Ich habe jetzt noch eine Wortmeldung: Frau Kollegin Naaß.

Herr Staatssekretär, ich bedauere, dass die Staatsregierung und die CSU die Chance nicht genutzt haben, an einem wirklich modernen Personalvertretungsgesetz mitzuarbeiten. Sie haben die Chance vertan, ein modernes Personalvertretungsgesetz auf den Weg zu bringen, das die Beteiligungsmöglichkeiten der Personalvertretung im Sinne von mehr Mitbestimmung verbessert hätte. Außer kleinen Veränderungen bietet die

Gesetzesnovelle in der Gesamtschau keine substanziellen Verbesserungen für die Personalvertretungen.

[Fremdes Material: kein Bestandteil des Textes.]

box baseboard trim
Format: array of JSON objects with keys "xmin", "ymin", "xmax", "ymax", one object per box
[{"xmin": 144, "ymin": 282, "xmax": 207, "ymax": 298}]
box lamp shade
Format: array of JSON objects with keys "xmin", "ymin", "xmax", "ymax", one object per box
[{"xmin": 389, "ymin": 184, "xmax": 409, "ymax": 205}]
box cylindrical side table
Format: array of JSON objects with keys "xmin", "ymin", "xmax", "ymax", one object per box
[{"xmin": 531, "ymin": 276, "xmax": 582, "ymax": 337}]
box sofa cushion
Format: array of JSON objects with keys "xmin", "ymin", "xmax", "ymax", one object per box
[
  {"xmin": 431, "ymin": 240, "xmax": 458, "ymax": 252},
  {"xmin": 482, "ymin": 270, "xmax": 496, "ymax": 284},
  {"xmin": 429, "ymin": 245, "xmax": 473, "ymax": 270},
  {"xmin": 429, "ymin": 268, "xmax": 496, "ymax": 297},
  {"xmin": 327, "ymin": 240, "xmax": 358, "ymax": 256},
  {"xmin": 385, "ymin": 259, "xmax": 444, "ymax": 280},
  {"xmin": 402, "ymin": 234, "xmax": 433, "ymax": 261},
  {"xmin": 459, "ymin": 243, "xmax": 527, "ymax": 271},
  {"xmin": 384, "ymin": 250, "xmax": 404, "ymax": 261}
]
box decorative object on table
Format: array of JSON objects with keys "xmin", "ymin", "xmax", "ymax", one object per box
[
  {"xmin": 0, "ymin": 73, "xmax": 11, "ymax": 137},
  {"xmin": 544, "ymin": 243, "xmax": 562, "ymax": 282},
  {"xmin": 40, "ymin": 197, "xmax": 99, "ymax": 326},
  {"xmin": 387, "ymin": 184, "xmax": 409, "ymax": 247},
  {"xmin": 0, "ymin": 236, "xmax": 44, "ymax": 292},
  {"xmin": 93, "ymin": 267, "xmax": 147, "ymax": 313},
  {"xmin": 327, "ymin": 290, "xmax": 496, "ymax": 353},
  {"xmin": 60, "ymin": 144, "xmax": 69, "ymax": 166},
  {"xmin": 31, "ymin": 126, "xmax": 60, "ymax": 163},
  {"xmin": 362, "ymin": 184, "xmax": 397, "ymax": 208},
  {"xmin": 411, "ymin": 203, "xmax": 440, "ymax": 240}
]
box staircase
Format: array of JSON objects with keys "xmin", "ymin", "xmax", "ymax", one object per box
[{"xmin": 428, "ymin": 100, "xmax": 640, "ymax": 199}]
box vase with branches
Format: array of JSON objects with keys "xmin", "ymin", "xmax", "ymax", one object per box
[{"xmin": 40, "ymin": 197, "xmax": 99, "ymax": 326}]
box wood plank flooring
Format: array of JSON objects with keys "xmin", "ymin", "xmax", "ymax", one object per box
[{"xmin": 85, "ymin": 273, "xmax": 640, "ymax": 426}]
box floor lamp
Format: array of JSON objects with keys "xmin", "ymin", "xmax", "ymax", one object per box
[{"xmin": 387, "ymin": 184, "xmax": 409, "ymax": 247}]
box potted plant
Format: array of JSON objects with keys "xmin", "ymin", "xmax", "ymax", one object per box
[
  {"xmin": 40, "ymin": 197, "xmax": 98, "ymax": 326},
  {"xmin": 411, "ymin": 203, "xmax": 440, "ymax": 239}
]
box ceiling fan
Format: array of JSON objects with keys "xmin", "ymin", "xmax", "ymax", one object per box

Das Zitat von Herrn Staatsminister Huber, welches Kollege Wörner vorhin bereits angesprochen hat, wonach man die Frösche nicht fragen soll, wenn man einen Teich austrocknen will, war meines Erachtens kein verbaler Ausrutscher, sondern es zeigt das Denken der CSU und ihre Grundeinstellung im Hinblick auf mehr Mitsprache der Beschäftigten.